The five commands:
docker pull hltcoe/steamroller:3 docker volume create my_experiment docker run -v my_experiment:/experiment hltcoe/steamroller:3 steamroller init docker run -v my_experiment:/experiment hltcoe/steamroller:3 steamroller run -Q docker run -it -p 8080:8080 -v my_experiment:/experiment hltcoe/steamroller:3 steamroller serve -H 0.0.0.0
correspond to:
- Downloading the prebuilt Python 3 Docker image
- Create a named volume for your experiment
- Initialize the experiment volume
- Perform the experiment
- Start the web server
You should then be able to browse to port 8080 on your local machine to see the results.
SteamRoller is a framework for testing the performance of various machine learning models on different tasks in the broad area of "text classification". It is designed to make it extremely easy to define new classification tasks, and new models, and drop them in to compare ther characteristics. It discourages doing anything "special" for different tasks, models, or combinations thereof, to ensure the comparisons are fair and expose all the costs incurred by the different choices.
SteamRoller's user-facing functionality is reflected by four submodules:
- tasks
- models
- metrics
- plots
Under the hood, SteamRoller has three additional submodules:
- tools
- scons
- ui
As explained below, changes to the code are usually unnecessary, as the most common conceptual classes (tasks and models) can be extended simply by editing the configuration file.

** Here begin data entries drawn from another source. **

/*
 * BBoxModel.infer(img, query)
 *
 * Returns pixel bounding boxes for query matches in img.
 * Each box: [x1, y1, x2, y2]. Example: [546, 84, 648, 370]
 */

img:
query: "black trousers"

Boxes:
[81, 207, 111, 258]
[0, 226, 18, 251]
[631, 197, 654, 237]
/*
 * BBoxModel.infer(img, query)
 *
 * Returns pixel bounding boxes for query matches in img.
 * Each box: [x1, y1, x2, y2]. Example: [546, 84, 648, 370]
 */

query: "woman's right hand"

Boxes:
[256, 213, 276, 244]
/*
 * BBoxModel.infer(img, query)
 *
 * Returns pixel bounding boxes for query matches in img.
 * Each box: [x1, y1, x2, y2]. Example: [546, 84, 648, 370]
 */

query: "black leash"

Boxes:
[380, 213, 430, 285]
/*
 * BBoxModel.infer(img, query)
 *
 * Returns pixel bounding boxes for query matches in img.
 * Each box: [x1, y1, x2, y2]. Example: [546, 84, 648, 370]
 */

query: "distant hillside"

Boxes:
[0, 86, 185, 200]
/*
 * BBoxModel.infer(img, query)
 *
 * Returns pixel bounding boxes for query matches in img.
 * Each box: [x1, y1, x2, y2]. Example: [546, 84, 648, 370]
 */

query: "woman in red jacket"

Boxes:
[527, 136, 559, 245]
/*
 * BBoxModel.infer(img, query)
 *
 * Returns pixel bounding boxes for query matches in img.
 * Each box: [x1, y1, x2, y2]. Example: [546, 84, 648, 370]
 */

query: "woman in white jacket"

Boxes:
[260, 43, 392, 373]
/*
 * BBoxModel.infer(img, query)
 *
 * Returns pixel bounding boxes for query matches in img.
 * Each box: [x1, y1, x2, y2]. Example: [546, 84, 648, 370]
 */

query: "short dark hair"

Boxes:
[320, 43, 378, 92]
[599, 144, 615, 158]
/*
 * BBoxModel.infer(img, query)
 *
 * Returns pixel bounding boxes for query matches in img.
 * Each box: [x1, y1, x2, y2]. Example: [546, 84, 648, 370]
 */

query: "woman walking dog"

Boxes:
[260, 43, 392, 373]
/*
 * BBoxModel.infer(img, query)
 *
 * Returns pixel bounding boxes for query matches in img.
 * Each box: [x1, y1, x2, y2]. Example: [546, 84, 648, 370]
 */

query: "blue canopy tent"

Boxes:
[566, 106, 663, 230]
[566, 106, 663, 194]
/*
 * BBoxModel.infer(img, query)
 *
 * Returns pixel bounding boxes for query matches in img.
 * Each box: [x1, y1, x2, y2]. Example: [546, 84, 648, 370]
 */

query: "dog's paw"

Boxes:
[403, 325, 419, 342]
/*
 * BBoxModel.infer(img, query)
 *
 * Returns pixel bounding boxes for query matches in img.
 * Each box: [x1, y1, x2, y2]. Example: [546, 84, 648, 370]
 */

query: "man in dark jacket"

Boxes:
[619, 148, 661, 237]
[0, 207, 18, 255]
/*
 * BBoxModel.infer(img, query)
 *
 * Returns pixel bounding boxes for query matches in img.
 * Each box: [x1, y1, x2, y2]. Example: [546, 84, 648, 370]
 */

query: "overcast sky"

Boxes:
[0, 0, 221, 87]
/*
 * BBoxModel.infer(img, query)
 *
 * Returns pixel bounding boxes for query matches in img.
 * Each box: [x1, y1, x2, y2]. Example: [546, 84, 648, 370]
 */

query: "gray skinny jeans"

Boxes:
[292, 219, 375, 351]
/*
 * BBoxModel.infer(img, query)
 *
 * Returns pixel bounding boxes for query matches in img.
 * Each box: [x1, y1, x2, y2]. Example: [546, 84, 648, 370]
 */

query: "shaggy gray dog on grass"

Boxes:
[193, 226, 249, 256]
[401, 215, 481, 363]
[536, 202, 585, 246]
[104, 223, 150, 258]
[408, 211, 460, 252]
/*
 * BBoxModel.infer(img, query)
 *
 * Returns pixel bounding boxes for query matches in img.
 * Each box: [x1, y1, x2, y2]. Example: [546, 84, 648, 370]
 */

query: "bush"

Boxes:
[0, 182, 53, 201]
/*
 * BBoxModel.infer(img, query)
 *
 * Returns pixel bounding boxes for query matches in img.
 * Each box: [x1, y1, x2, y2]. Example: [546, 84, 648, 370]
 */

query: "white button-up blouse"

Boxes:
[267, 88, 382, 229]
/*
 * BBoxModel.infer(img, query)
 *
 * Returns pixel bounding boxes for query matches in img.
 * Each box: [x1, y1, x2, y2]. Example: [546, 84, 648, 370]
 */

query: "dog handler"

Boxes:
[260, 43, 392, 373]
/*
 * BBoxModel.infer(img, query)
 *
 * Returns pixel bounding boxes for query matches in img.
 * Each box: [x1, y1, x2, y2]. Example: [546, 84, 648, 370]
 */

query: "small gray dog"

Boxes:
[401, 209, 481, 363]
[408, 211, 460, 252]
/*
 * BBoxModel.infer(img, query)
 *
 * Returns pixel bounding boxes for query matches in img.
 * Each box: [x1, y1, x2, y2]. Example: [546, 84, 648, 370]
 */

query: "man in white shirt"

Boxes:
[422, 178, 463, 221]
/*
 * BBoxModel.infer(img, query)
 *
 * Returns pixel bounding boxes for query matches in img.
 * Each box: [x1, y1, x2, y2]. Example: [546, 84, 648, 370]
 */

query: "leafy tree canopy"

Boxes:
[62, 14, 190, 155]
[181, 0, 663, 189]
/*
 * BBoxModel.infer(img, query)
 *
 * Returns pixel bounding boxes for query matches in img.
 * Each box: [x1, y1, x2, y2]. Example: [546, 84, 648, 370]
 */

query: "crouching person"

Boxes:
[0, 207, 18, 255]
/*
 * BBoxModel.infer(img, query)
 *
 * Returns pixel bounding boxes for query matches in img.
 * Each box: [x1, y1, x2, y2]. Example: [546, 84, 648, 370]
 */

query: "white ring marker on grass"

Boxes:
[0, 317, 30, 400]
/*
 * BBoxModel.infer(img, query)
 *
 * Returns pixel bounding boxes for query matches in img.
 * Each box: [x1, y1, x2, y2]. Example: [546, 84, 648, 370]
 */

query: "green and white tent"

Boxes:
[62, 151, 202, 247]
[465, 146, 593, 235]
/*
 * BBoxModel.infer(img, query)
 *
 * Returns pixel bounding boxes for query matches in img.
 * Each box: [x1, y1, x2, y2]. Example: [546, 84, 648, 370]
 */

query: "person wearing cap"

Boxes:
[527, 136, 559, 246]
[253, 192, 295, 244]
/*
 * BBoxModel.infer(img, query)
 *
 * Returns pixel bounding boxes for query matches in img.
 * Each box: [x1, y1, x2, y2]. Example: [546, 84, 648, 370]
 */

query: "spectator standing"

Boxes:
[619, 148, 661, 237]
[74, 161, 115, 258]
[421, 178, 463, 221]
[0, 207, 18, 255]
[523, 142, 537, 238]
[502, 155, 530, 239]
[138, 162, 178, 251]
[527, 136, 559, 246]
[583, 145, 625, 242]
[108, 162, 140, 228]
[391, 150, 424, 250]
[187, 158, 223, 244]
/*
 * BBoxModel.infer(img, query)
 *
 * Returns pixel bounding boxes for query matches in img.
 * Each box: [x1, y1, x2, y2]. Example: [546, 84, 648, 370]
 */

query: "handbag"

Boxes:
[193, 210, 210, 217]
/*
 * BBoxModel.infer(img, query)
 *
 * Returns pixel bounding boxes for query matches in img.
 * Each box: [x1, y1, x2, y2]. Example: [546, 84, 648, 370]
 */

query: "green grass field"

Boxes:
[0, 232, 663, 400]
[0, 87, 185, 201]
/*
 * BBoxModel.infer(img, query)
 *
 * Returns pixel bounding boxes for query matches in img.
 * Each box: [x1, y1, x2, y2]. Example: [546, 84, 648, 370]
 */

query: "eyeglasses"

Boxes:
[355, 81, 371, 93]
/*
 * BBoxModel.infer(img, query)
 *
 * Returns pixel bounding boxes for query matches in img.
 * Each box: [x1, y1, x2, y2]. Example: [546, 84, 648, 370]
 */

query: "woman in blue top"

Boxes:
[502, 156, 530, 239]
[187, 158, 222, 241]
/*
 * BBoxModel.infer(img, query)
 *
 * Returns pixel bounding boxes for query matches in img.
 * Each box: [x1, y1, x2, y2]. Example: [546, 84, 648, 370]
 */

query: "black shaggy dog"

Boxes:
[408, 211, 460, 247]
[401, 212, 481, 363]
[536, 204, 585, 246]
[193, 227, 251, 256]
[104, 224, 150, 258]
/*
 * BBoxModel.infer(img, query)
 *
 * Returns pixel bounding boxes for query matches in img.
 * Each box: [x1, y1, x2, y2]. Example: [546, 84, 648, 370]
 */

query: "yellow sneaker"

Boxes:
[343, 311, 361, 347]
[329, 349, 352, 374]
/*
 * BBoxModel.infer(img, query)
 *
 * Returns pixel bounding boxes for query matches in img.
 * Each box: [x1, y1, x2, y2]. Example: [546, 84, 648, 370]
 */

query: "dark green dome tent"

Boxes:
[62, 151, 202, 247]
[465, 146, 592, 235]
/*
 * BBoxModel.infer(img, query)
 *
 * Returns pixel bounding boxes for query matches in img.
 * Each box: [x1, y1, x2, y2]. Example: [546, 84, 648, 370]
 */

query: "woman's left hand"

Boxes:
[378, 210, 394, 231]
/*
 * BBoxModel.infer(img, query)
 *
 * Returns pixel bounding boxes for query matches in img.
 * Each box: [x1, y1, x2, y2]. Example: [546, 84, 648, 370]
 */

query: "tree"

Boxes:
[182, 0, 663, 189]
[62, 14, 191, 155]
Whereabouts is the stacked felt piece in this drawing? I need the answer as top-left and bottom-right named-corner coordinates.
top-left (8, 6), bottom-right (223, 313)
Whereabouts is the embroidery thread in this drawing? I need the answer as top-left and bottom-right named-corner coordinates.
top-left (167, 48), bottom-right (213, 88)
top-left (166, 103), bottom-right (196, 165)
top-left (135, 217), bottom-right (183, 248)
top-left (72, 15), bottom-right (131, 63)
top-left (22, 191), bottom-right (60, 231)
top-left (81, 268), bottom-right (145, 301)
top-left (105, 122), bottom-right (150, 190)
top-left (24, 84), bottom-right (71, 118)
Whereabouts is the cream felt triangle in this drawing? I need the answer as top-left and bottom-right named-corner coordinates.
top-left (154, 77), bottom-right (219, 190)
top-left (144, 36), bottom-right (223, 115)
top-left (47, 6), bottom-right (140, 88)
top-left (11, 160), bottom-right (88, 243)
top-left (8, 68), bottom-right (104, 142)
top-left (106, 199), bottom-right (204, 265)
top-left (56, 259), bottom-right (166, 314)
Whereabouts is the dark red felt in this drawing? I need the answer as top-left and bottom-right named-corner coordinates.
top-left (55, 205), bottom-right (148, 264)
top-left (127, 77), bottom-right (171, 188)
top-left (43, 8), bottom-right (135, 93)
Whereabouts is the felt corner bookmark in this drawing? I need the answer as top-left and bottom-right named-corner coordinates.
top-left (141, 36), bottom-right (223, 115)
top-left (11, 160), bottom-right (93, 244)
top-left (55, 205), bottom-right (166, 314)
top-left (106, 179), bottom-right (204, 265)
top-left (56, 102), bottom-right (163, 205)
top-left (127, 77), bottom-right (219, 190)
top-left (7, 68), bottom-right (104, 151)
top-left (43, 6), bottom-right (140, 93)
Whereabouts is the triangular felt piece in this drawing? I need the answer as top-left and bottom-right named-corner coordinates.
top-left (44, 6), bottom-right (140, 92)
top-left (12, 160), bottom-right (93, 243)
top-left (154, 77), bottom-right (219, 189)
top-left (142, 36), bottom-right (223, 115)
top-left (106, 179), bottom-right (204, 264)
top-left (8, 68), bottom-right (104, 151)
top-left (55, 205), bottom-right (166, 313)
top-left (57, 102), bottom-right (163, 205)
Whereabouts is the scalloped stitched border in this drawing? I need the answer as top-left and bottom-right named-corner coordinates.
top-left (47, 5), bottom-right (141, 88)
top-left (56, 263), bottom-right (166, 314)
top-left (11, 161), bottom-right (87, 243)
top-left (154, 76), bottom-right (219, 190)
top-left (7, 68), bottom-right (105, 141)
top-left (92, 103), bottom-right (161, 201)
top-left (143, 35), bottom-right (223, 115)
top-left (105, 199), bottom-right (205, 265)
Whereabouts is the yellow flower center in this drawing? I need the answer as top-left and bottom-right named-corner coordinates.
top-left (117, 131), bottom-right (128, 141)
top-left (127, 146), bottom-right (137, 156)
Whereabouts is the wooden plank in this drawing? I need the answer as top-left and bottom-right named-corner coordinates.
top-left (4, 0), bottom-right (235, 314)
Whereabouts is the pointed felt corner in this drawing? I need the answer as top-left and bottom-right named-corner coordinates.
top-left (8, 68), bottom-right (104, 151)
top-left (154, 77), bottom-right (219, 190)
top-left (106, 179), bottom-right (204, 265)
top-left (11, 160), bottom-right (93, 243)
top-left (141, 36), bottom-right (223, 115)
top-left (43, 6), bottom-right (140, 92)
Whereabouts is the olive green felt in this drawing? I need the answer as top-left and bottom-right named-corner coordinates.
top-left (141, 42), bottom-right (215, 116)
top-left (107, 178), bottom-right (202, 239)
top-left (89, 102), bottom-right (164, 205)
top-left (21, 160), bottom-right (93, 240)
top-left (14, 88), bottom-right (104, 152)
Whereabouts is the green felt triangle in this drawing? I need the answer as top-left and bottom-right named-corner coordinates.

SteamRoller and its dependencies can be installed with pip install steamroller --user
. An empty directory can be initialized for performing experiments by executing steamroller init
from therein. This creates four files: SConstruct, and steamroller_config.json are the build system description and an example configuration file, respectively. csv/example.txt.gz is a tab-separated file of texts drawn from Python documentation, and SteamRoller source code. tasks/example.tgz is a Concrete archive of the same data, produced using the conversion tool described in this document.
The configuration file describes 150 experiments using the example data across several axes: 5 random folds, 5 model types, and 6 sizes of training data. They can be run locally, in serial, with:
steamroller run
This takes about 6 minutes to complete on a typical laptop. This can be sped up by using multiple threads to build targets in parallel, e.g. you can cut the runtime in half on a dual-core machine with:
steamroller run -j 2
In general, any options accepted by SCons can be included after steamroller run
: the only exception is the --config
option, which lets you specify a different SteamRoller configuration file. To get a list of SCons options, you can run steamroller run -h
. For heavy-duty experiments, you might want to use the HPC functionality described below.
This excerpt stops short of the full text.